Good people can end up doing some pretty bad things, not because they are evil, but because they are in varied ways tired or sad, worried or weak. Fundamentally decent people can at points behave less then optimally.

Forgiving bad behavior is hard because of "splitting", a maneuver of the mind, a tendency to see people as entirely good or bad. In dividing humanity like this, we protect ourselves from grown-up ambivalence. It feels safer to think that other people can't be trusted.

- from this clip

  

Everybody has good and bad personality traits. We use judgement to determine what's good and what's bad. But judgement is self reflecting, and different from us is judged as wrong, so love has to go beyond judgement, up to full acceptance.

- from this clip


In unconditionally accepting, nothing is bare minimum. Nothing is absolutely must. None of your expectations is universally certified. Each person has the right to choose their values and mistakes and if what they choose affects you, you either adapt or learn to negotiate.

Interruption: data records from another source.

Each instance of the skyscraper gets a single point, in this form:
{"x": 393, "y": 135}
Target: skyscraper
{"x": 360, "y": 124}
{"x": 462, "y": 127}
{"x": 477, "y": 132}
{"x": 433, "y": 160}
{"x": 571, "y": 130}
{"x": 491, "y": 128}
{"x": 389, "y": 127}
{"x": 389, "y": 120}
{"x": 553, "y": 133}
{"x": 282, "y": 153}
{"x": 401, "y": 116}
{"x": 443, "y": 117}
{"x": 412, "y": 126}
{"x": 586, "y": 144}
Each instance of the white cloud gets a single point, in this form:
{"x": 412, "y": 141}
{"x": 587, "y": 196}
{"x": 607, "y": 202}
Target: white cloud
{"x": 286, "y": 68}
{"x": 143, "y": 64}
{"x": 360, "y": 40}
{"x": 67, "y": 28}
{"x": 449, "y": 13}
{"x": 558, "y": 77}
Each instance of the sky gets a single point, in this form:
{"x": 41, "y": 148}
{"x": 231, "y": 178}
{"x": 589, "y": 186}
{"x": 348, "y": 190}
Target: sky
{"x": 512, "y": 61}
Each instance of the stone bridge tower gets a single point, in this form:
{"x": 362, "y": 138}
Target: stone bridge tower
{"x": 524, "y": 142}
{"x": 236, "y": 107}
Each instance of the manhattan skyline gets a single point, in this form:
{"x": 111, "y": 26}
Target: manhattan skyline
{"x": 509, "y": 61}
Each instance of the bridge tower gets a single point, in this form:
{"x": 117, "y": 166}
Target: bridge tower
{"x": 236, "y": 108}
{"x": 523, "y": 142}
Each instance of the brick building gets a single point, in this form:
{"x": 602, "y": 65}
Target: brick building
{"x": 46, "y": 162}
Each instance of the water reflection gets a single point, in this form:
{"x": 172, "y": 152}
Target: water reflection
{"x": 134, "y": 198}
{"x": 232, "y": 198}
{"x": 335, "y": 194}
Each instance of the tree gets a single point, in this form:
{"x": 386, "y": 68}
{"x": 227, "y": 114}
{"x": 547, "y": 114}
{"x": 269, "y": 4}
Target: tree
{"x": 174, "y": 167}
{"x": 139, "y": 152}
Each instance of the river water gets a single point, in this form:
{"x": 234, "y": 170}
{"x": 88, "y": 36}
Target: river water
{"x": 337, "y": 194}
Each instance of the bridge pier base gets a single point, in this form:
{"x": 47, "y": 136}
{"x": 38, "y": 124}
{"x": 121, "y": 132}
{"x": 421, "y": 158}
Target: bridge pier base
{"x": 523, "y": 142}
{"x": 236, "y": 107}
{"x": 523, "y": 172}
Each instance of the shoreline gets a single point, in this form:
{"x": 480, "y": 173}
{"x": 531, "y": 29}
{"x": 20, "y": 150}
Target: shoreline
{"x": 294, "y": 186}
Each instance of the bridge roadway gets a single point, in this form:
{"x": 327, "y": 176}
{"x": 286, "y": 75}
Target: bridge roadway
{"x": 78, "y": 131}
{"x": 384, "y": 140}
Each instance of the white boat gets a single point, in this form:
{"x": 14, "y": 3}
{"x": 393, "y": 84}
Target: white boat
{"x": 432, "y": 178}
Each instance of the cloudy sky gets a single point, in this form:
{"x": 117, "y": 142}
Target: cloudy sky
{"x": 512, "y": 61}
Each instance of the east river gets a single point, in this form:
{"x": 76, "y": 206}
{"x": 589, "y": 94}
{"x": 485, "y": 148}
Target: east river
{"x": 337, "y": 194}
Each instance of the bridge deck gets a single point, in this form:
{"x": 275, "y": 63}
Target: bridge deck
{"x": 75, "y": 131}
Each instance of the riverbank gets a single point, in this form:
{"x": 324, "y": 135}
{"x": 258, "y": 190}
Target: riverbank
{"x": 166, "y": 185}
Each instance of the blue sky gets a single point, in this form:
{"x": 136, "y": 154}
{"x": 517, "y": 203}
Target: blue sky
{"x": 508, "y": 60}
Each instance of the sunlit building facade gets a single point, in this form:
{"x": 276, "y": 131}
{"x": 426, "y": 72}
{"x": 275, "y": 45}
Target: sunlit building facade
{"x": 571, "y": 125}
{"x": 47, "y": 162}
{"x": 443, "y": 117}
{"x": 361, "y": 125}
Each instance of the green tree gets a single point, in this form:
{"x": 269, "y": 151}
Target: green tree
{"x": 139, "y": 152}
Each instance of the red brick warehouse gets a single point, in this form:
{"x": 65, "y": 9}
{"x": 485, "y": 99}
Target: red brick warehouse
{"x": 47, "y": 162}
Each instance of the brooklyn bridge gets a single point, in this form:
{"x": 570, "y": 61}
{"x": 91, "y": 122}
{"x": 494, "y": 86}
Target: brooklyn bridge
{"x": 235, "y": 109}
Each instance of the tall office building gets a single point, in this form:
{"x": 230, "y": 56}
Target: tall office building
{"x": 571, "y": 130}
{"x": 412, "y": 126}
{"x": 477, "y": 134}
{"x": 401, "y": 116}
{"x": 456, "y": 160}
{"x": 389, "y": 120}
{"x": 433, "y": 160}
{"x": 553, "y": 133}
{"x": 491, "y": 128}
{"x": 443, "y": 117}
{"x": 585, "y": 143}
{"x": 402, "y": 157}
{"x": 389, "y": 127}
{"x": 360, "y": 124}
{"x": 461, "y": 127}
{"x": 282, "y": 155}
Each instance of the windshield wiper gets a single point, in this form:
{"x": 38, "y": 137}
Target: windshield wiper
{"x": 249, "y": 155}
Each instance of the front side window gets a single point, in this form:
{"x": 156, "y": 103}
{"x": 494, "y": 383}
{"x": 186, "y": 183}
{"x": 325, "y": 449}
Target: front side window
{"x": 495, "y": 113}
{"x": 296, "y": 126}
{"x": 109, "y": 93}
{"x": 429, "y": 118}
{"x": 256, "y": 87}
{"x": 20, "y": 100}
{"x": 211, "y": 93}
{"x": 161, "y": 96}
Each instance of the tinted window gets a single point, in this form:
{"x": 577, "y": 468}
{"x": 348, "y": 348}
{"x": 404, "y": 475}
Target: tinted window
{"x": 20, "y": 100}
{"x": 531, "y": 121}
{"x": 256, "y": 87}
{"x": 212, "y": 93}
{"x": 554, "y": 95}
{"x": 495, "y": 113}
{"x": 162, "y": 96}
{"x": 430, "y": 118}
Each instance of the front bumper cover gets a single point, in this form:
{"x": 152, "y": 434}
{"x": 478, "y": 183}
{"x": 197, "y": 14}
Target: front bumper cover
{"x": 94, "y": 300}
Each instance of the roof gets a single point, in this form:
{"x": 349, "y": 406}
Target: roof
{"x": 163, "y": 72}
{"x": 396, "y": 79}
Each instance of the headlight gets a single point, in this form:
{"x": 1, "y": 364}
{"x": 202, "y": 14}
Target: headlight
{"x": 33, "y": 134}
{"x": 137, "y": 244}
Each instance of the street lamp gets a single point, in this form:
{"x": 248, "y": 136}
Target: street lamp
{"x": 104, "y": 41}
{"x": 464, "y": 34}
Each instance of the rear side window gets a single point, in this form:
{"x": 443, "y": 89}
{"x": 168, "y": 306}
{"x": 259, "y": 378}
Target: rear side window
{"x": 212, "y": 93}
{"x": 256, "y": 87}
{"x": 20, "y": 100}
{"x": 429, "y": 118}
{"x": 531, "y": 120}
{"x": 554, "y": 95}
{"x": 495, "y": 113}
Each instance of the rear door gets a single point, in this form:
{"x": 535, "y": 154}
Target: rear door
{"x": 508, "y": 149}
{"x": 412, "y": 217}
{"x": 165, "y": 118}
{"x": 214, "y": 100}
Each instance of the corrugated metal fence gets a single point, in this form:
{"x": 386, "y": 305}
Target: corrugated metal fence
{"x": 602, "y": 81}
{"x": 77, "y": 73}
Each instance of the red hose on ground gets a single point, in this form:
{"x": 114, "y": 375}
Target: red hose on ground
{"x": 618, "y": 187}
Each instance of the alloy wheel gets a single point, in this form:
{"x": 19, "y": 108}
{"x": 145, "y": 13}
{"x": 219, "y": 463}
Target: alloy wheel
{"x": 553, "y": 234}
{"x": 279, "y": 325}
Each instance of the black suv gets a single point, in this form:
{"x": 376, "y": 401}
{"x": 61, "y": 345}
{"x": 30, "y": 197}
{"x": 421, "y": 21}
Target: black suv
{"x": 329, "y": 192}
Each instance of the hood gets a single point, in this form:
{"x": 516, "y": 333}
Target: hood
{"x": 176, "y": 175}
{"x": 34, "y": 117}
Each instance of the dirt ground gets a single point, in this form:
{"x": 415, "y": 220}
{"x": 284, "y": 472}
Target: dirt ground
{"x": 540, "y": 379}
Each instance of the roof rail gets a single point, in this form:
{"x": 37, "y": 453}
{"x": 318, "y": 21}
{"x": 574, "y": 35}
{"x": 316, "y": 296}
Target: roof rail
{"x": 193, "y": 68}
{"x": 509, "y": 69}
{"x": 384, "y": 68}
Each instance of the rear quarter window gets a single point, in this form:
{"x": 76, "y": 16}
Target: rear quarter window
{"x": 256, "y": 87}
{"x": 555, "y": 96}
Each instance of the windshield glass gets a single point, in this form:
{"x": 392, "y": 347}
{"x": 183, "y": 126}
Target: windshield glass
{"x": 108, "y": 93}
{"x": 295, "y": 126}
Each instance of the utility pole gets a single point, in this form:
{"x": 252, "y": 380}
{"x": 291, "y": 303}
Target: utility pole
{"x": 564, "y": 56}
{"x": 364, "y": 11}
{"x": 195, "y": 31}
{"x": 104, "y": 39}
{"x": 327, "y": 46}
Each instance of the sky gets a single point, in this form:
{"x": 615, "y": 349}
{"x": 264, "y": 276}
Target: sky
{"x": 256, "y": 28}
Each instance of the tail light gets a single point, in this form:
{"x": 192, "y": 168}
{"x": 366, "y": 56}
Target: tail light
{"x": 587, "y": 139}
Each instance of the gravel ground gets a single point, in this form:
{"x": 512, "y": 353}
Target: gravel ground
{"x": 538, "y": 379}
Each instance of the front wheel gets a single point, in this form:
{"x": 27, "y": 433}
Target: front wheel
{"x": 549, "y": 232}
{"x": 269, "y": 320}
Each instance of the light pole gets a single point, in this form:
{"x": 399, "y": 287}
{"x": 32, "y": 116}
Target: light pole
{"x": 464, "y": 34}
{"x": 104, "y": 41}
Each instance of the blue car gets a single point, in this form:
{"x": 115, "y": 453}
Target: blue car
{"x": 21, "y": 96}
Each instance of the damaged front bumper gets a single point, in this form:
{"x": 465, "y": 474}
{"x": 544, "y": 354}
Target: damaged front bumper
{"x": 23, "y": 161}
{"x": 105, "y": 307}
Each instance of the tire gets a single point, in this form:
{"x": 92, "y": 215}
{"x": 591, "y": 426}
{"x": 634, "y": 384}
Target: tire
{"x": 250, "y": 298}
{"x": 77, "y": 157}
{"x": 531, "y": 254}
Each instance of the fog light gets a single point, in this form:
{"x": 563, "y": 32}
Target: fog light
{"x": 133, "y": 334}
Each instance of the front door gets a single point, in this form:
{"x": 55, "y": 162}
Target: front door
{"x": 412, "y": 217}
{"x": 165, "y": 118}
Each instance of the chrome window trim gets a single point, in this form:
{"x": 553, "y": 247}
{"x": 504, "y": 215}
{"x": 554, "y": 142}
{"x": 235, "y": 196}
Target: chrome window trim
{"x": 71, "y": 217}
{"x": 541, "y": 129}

In unconditionally accepting, you have to set aside your own rights and wrong. You have to set aside your good intentions, the concern of how it will affect your or others. First, you try to adapt. Then you can negotiate respectfully. And if that doesn't work, then you can use your other right to stay or leave.

- from this clip


Practical example:

I watched a movie not so long ago, where the couple gets into a huge fight because the man didn't wipe the bathroom floor after showering. 

In the clip from which I took the text above, the preacher makes a statement about this, about how small requests will transform into huge fights.

The woman thinks that wiping the bathroom floor is bare minimum, an absolute must, after she asked her boyfriend this for a hundred times. But she is in the wrong, because it's his right not to wipe the floor.

She is the one building up tension by asking him to change for a hundred times. So first, she should catch her self when she makes such demands.

Second, she should have adapted. "Why is that bothering me and how can I adapt?" For example wearing slippers instead of socks, if she hated getting her socks wet.

If she couldn't find a solution next came negotiation. What is she willing to do in return that he cares about? Respectfully negotiating until they found something that works.

And I think these three solutions would be enough to avoid any fight.

This was the movie.


The prison system in most countries tends to place children below the age of eighteen in separate young offenders institutions which treats inmates with a degree of kindness and hope.

But after this age, for the most part, prisoners are locked up in bare cells. They should have known better.

And yet we are all "young offenders", however old we might actually be. We all need our crimes to be treated with a degree of empathetic investigation.

The reason why little children and big people do wrong is - despite the differences in age and size  - exactly the same: evil is a consequence of injury.

It is the work of extraordinary patience and humanity - it is the work of love - to go in search of what this wounds might be.

Our judgement on behavior never has to change, but our sense of why it occurred can be transformed.